Predicting classes of protein sequences
We are planning to develop a Structural Classification of Protein Sequences (SCOP) application. The main purpose of this project is to predict the classes of given protein sequences. The SCOP app will be used to predict the class of a given protein sequence, which will be provided in the form of a PDB ID or PSSM file. We aim to predict the top level of SCOP hierarchical classification (Protein fold classes), which is further classified into folds, superfamilies, and families.
A motivation for this classification is to determine the evolutionary relationship between proteins. Proteins with the same shapes but little sequence or functional similarity are placed in different superfamilies and are assumed to have only a very distant common ancestor. Proteins having the same shape and some sequence and/or functional similarity are placed in "families," and are assumed to have a closer common ancestor. This represents the top-level "root" of the SCOP hierarchical classification.
Conclusion
The broadest groups in SCOP are the protein fold classes. These classes group structures with similar secondary structure compositions but different overall tertiary structures and evolutionary origins. This represents the top-level "root" of the SCOP hierarchical classification.

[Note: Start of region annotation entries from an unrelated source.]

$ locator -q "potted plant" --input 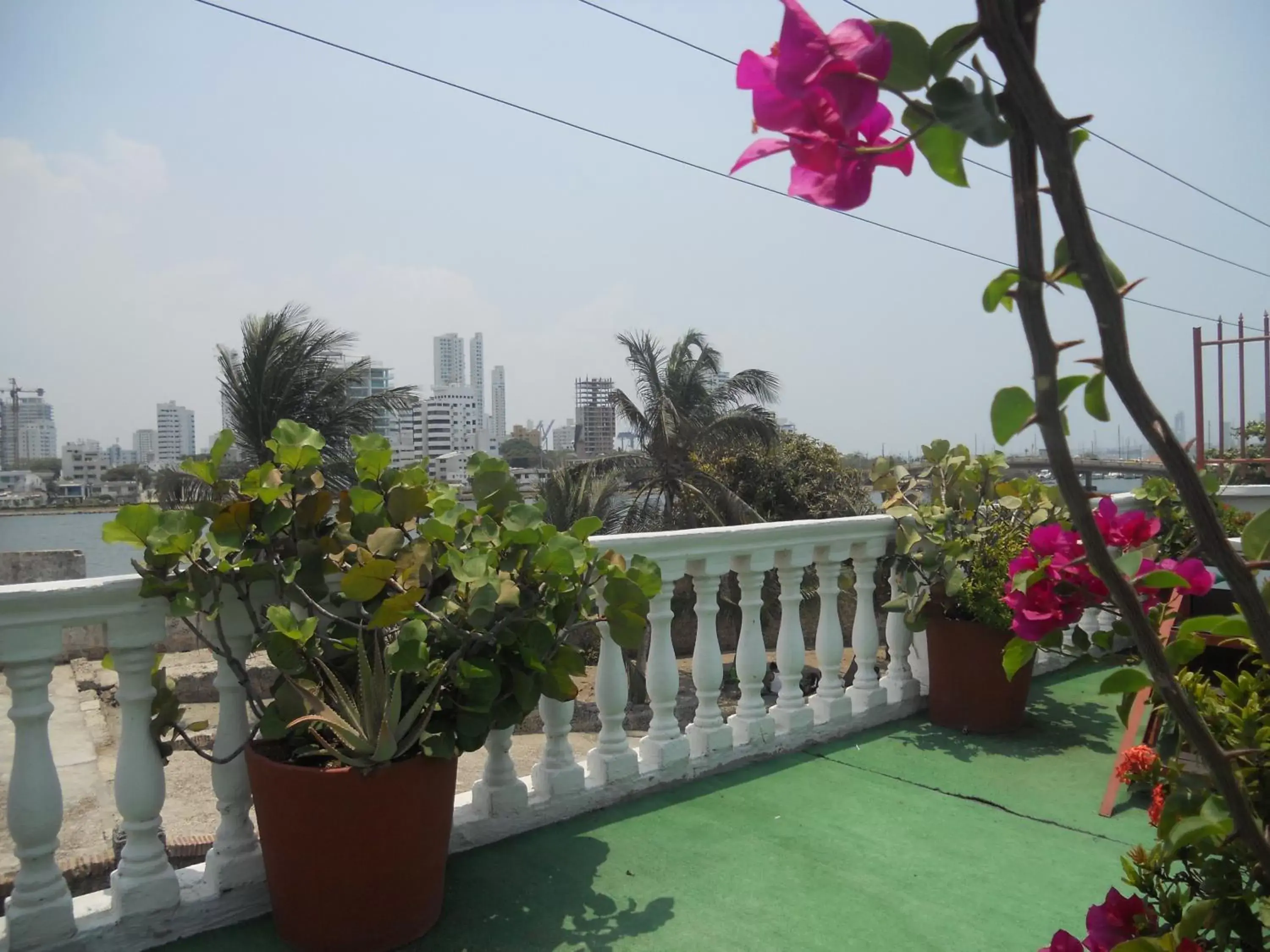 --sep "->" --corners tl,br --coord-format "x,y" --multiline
103,420 -> 660,949
872,439 -> 1063,732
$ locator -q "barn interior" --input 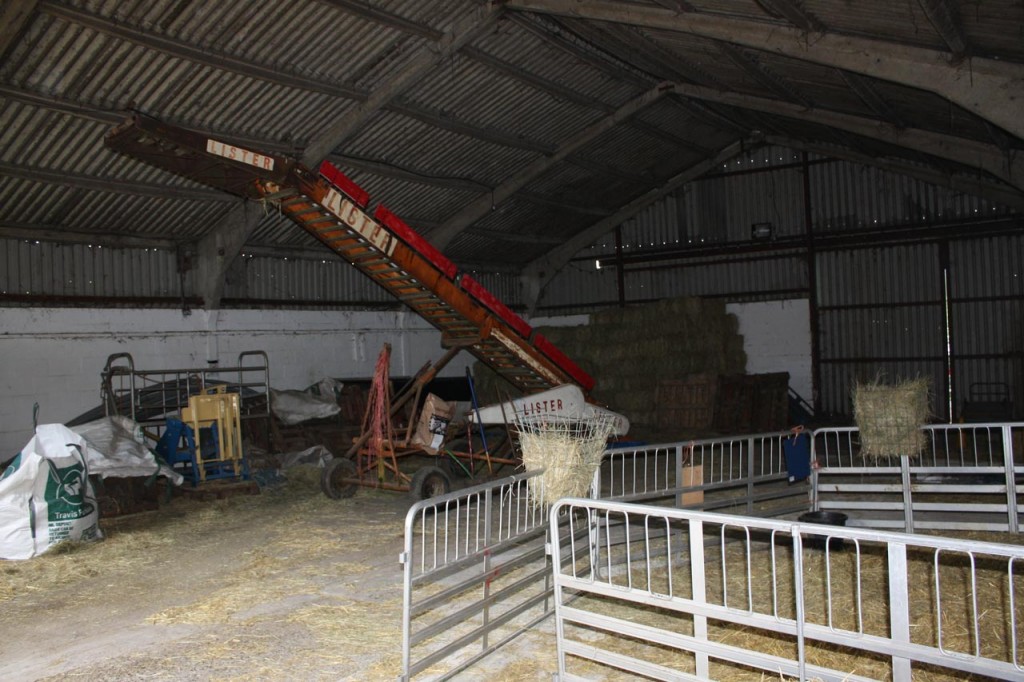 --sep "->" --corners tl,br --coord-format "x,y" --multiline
0,0 -> 1024,680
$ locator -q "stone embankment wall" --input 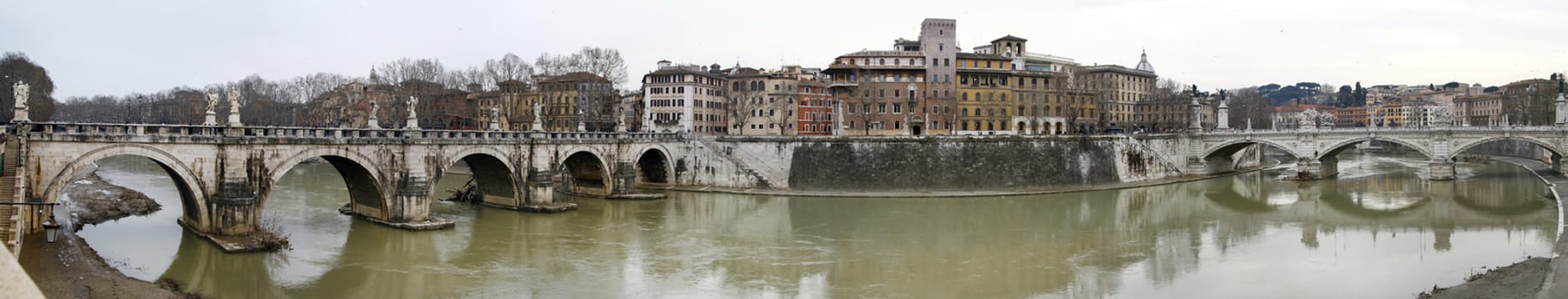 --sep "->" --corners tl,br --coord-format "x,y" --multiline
679,136 -> 1197,191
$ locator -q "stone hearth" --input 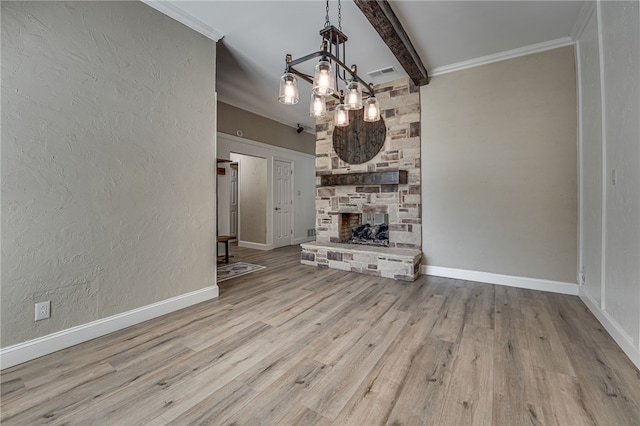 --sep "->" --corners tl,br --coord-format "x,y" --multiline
300,242 -> 422,281
302,78 -> 422,279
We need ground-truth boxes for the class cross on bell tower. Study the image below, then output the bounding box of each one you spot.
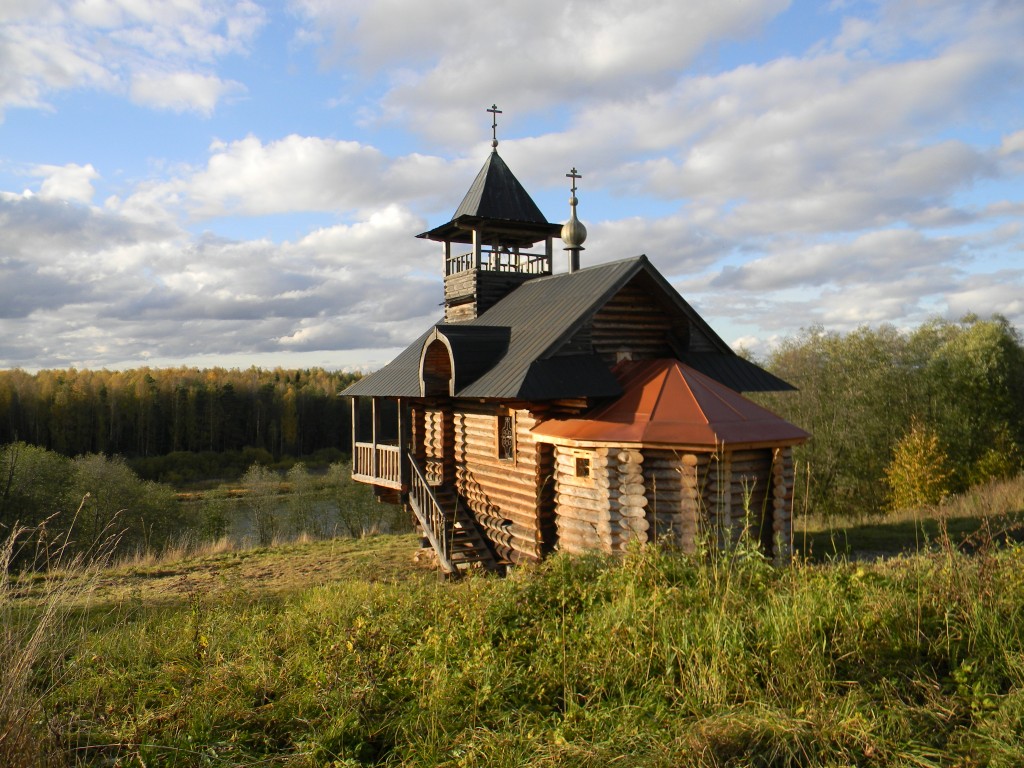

The project is developed using the Python language and Flask. We implemented this project in Google Colab. We can predict up to 4 classes:
All alpha proteins: Domains consisting of α-helices All beta proteins: Domains consisting of β-sheets Alpha and beta proteins (a/b): Mainly parallel beta sheets (beta-alpha-beta units) Alpha and beta proteins (a+b): Mainly antiparallel beta sheets (segregated alpha and beta regions) After performing various comprehensive tests, we conclude that our project is functioning correctly. However, there is always room for improvement and learning. This was our first ML project, and indeed, we learned something new from it. We are now looking forward to overcoming the existing limitations and adding new possible extensions, which are discussed in the next section.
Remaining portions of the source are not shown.